MIKU: The album consists of two sections, "Return to Origin" and "Current Evolution Point," as if two different BAND-MAID patterns have been condensed into a single sheet.
"現点進化(genten shinka) -Progress" is a phrase we made up, but "原点回帰(genten kaiki) -Roots" is a group of of songs that remind us of the past,
which are closest to the feelings of the early songs and yet still be expressed by our current BAND-MAID iteration.
On the other hand, with "現点進化 -Progress" the songs are more innovative or challenging than we have attempted before now.
KANAMI: "原点回帰 -Roots" focuses more on hard rock style songs with emphasis on riffs that will please those
of our masters and pricesses who have been fond of this style since "Brand New Maid" (EP released May 2016).
SAIKI: There were sort of separate "原点回帰- Roots" and "現点進化 -Progress" groups among our masters and princesses
so I wanted this album to show everyone that it doesn't matter which group you're in.
Because all the old songs are still us. If you're wondering what kind of band BAND-MAID is, I think this album will solve your dilemma (laughs).
MIKU: I heard it said that we wouldn't do songs like the ones from the old days anymore, so I decided to say "No way" to that.
SAIKI I want to do both! Or something like that (laughs). I don't think it's "either or."
I think it's an album that can take everyone to a world they've never seen before, as the album title implies.
KANAMI: At Budokan, we plan to remake everything from Opening SE onward in order
to make it an unprecedented live show in which the songs are infused with our world view from beginning to end.

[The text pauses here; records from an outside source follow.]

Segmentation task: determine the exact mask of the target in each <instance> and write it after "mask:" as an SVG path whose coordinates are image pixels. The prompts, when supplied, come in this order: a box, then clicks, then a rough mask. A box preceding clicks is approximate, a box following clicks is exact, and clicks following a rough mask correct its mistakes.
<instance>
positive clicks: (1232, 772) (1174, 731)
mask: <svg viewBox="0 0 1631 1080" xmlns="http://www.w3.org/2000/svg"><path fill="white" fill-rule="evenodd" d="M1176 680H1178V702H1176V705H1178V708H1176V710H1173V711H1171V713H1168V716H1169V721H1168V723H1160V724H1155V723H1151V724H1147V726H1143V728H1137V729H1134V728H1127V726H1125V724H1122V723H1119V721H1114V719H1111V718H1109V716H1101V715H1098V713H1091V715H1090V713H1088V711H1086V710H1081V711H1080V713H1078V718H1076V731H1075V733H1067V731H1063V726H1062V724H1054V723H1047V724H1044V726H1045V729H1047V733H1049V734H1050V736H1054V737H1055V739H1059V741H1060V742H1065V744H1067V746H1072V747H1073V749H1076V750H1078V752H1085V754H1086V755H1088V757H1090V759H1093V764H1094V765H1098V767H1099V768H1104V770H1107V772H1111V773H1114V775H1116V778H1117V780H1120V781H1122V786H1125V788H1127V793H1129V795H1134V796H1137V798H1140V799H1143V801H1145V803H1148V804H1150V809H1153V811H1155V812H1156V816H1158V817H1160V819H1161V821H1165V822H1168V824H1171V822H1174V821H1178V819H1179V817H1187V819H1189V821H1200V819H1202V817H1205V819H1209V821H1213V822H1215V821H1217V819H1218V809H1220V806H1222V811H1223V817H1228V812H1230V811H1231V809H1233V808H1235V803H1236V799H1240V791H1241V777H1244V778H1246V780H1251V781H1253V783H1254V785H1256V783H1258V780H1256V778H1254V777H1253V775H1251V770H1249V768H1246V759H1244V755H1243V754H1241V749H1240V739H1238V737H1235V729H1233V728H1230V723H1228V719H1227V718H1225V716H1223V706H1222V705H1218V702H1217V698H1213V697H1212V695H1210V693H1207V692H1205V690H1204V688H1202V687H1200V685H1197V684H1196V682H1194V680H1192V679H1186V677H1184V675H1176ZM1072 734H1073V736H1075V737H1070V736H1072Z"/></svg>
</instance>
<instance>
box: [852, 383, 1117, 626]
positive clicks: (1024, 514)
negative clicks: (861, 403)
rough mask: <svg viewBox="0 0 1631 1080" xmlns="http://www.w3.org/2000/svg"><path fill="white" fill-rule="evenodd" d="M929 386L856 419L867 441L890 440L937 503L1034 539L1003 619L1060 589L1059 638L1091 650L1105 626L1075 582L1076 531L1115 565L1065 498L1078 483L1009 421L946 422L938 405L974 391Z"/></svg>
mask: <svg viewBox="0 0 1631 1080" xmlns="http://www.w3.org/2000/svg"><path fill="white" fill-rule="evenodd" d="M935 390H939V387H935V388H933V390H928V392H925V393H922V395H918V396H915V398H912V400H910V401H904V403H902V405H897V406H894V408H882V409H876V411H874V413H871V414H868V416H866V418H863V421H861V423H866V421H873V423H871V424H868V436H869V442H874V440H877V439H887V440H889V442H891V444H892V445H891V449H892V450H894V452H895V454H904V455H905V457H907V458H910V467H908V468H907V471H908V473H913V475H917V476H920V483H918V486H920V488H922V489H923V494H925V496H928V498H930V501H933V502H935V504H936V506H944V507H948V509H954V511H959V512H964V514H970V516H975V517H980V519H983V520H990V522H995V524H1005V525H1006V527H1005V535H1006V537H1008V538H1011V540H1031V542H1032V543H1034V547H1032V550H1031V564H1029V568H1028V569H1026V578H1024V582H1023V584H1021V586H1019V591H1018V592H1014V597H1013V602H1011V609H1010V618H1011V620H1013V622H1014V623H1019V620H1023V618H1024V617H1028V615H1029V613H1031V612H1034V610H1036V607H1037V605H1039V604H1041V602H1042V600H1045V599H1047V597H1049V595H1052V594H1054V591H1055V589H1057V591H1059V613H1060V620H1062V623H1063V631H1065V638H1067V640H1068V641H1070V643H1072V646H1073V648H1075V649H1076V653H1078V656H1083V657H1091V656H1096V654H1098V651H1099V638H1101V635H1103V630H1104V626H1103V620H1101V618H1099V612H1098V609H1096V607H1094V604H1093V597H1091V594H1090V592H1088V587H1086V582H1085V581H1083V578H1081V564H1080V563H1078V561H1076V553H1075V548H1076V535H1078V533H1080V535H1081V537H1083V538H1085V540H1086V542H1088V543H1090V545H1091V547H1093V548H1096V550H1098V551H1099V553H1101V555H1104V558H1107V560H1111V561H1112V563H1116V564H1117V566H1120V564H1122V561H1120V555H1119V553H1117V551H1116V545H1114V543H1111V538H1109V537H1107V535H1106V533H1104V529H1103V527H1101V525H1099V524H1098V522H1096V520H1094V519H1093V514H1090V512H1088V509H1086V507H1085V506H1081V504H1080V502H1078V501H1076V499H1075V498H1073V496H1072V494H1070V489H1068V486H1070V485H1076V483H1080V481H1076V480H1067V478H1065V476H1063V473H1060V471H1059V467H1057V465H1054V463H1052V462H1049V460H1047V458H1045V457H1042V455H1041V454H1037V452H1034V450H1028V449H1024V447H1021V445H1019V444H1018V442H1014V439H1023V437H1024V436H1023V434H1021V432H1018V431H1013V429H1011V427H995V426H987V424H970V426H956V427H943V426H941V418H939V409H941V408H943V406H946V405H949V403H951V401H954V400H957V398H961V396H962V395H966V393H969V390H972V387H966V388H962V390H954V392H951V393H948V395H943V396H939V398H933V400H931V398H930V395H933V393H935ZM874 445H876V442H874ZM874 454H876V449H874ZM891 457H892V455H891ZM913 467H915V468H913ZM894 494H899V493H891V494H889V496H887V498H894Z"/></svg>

AKANE: Budokan is a venue we've been aiming for, but of course it's not the final goal.
What I'm really trying to say is that I'm always looking toward the next stage.
MISA: I want to release all the energy I've built up over the past year when we perform at the Budokan.
But this time, I might cry in the middle of the live perfomance (laughs). Recently, tears have come easily to me.
MIKU: MISA-chan is very sensitive. We're all the same.
I'm sure the masters and princesses have also built up many emotions,
so we would like to be the ones to give them this live performance where they can release that energy.
Above all, the most important thing is to hold the event safely and properly.
SAIKI: That's right.
Mostly, I'm grateful that it can be held at all, but the ideal thing would be to do it at full capacity if possible.
That said, whatever the sitution, what I really hope is to play my best set ever,
one that transports my masters and princesse into our "Unseen World."